Pour sa part, Gilberte Ralaimihoatra affirme que cette population vazimba
aurait une origine polynésienne et indonésienne. Elle est
caractérisée par ses origines cosmopolites, sa peau claire
et ses cheveux lisses. Elle est également réputée
pour son dévouement et son habileté d'esprit. Son histoire
en tant que telle a subi par la suite une dépréciation grandissante,
à un tel point qu'elle n'est plus actuellement que mythe et légende.
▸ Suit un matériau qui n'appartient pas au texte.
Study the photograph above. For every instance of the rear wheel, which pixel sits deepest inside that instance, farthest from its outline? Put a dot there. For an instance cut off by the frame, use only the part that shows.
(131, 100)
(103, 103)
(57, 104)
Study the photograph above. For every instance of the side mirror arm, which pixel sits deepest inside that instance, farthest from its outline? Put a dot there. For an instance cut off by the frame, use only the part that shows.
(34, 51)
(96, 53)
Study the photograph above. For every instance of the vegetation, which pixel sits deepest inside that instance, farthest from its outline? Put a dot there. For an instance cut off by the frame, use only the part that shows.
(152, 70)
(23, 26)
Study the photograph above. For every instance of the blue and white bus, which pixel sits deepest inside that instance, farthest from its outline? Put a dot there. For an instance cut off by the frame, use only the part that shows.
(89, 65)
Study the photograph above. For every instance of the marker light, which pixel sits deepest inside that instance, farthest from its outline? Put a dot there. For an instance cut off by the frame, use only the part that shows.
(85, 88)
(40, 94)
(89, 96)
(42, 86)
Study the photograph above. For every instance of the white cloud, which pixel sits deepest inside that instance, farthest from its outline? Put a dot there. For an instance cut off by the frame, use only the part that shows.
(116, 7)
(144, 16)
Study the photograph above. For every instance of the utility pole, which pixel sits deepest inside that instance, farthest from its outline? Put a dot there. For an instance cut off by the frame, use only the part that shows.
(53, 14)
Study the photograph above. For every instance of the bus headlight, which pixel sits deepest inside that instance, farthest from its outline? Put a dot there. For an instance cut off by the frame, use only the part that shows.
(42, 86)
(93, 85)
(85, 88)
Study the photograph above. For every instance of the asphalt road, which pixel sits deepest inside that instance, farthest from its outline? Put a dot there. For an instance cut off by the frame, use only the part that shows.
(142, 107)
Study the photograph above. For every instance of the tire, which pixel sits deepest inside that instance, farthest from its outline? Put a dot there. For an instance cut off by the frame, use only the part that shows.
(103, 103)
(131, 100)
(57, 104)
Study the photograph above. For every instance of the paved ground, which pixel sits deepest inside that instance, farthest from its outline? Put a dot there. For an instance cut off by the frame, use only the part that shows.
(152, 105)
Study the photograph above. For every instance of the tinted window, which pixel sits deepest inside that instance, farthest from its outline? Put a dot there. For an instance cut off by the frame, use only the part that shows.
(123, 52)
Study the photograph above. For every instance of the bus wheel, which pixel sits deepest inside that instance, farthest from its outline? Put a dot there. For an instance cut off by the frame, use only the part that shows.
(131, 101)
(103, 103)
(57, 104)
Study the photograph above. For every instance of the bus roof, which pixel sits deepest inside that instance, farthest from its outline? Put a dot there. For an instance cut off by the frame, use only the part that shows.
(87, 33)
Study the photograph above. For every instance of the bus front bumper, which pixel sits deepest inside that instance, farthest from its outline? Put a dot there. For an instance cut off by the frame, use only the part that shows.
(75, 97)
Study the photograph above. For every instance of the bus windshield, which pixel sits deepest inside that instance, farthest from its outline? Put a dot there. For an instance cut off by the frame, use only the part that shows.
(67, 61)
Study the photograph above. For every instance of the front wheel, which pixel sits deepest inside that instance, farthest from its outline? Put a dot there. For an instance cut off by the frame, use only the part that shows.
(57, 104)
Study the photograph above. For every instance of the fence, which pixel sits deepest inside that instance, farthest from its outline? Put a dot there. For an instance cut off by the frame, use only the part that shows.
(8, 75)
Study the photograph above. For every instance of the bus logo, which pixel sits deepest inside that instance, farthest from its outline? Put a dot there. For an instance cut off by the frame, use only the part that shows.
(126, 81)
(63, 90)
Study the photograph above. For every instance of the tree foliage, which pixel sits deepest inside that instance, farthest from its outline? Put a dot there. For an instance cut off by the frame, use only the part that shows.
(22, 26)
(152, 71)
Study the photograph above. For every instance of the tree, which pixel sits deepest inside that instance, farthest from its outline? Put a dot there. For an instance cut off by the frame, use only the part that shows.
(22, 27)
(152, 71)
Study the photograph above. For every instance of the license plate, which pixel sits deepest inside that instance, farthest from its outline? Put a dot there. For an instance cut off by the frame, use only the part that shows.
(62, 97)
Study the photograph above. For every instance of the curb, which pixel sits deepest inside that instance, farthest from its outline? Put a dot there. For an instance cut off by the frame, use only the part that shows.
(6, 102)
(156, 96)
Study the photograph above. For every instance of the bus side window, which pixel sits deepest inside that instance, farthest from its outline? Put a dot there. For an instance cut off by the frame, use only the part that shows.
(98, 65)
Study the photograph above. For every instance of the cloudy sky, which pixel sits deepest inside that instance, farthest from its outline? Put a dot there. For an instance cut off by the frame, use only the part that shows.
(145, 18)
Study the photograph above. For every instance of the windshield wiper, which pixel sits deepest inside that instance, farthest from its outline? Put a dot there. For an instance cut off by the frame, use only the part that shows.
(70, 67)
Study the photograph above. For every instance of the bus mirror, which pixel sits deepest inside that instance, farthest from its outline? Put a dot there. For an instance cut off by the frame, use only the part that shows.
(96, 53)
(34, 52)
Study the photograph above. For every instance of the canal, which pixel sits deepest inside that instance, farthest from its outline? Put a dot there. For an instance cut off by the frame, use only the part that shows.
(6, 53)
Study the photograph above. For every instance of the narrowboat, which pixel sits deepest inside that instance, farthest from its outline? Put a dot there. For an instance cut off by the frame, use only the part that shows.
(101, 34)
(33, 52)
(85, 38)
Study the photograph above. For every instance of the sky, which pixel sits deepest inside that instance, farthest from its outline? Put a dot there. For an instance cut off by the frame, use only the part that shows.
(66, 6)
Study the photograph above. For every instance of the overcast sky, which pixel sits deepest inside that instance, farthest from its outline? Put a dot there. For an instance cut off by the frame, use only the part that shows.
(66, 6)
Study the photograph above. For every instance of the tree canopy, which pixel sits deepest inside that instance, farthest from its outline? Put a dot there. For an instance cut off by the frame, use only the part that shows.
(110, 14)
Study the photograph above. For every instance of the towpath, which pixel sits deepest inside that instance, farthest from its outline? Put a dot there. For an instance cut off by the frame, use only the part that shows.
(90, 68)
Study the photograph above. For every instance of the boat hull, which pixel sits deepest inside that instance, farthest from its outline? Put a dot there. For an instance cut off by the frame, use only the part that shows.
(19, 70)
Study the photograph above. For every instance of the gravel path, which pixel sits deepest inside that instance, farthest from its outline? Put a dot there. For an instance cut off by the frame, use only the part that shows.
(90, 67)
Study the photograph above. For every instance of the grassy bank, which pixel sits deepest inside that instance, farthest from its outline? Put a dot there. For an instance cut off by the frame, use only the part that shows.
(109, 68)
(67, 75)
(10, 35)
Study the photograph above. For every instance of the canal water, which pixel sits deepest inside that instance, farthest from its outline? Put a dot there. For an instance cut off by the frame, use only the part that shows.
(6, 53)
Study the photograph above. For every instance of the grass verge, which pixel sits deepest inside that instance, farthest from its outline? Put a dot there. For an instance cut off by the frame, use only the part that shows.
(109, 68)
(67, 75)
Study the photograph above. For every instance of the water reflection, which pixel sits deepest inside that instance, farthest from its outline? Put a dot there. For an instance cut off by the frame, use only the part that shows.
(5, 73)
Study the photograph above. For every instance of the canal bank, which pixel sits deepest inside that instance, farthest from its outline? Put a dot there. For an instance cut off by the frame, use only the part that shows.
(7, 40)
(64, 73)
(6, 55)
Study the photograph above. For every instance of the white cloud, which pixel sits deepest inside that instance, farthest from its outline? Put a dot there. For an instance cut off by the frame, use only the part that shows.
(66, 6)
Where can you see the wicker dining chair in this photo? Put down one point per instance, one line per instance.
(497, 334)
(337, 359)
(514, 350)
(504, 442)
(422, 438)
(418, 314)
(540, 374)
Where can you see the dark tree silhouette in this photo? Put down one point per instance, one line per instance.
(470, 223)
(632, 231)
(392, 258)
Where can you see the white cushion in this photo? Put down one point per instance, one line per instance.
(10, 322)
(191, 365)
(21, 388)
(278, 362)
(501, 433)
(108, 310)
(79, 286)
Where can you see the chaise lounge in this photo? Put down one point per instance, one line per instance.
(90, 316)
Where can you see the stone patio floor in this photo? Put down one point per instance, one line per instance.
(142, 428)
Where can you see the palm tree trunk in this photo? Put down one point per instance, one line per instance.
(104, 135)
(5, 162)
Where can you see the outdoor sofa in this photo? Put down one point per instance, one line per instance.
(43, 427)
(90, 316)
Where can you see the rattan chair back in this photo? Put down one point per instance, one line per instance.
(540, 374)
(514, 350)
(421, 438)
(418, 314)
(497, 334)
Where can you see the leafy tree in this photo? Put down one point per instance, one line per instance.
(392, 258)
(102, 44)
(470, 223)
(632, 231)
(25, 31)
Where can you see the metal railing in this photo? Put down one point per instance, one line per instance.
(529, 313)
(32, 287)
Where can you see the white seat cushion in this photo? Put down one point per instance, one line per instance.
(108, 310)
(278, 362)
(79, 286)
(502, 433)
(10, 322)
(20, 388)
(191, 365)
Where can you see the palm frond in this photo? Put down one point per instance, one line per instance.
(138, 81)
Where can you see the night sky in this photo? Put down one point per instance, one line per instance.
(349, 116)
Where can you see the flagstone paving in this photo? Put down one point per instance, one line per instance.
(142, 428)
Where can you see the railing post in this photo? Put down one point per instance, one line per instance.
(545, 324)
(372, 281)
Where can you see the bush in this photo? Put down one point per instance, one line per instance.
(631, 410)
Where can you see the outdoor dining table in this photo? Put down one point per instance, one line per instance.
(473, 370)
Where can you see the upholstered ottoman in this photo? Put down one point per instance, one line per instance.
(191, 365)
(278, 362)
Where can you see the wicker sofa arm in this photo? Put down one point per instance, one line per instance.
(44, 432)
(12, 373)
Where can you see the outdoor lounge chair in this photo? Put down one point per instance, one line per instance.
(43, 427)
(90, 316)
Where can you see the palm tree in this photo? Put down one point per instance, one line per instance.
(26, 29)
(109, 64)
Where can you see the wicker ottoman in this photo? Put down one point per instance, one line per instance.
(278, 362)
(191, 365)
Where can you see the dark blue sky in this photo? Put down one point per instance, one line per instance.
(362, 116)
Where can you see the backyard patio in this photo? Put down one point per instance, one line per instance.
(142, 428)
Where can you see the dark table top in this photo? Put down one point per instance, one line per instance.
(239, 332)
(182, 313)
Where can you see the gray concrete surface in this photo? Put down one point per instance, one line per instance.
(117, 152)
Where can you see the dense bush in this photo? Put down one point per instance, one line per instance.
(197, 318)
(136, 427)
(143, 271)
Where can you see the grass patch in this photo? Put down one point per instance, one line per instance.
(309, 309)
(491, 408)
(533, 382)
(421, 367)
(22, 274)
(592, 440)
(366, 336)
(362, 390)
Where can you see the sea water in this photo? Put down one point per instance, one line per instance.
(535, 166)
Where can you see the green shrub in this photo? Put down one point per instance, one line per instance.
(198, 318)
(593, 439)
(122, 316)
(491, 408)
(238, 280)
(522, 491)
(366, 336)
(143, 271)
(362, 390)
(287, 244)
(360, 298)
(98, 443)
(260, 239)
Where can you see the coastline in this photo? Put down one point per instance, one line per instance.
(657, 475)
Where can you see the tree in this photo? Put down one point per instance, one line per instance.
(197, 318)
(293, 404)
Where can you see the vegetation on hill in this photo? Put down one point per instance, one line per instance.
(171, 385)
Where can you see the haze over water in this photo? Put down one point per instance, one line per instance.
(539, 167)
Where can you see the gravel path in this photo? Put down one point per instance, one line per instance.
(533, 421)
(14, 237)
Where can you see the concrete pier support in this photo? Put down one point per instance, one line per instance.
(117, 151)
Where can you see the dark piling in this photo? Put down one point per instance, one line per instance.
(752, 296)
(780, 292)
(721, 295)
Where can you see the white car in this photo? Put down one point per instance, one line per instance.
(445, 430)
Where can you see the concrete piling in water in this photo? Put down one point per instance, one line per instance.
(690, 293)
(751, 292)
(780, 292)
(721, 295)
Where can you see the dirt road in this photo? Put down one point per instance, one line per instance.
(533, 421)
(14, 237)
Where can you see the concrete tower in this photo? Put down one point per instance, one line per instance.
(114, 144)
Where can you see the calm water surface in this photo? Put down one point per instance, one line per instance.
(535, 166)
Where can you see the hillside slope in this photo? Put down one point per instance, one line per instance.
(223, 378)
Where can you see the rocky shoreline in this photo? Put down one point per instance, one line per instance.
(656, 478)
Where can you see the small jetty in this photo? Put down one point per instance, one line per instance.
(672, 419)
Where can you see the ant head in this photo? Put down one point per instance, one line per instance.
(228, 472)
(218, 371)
Dans le temps, les vazimba auraient traversé le Betsiboka, l'Ikopa,
le Mangoro, le Sakay, l'Onive pour enfin s'installer sur les hautes terres
où ils ont pu pleinement jouir de la période vazimba, durant
trois cents ans.
Nos ancêtres les vazimba ?
Edouard Ralaimihoatra, quant à lui, dans son ouvrage « Histoire
de Madagascar » (article intitulé : Les Primitifs malgaches
ou Vazimba) s'est plutôt préoccupé de l'origine de
la population primitive malgache. « On peut douter de l'homogénéité
complète des Primitifs malgaches au point de vue ethnique. Néanmoins,
l'élément indonésien formait le plus gros d'entre
eux. Il a apporté dans l'île le fond de la langue malgache
et des techniques d'origine indonésienne pirogues à balanciers,
rizières inondées, cases en bois équarris ou en branchage
construites sur pilotis, villages édifiés sur les hauteurs
entourés de fossés, etc. Ce fond a reçu des apports
résultant d'échanges humains entre l'Afrique et Madagascar,
grâce à la navigation arabe entre les côtes de l'Arabie,
de l'Afrique orientale et de la Grande Ile.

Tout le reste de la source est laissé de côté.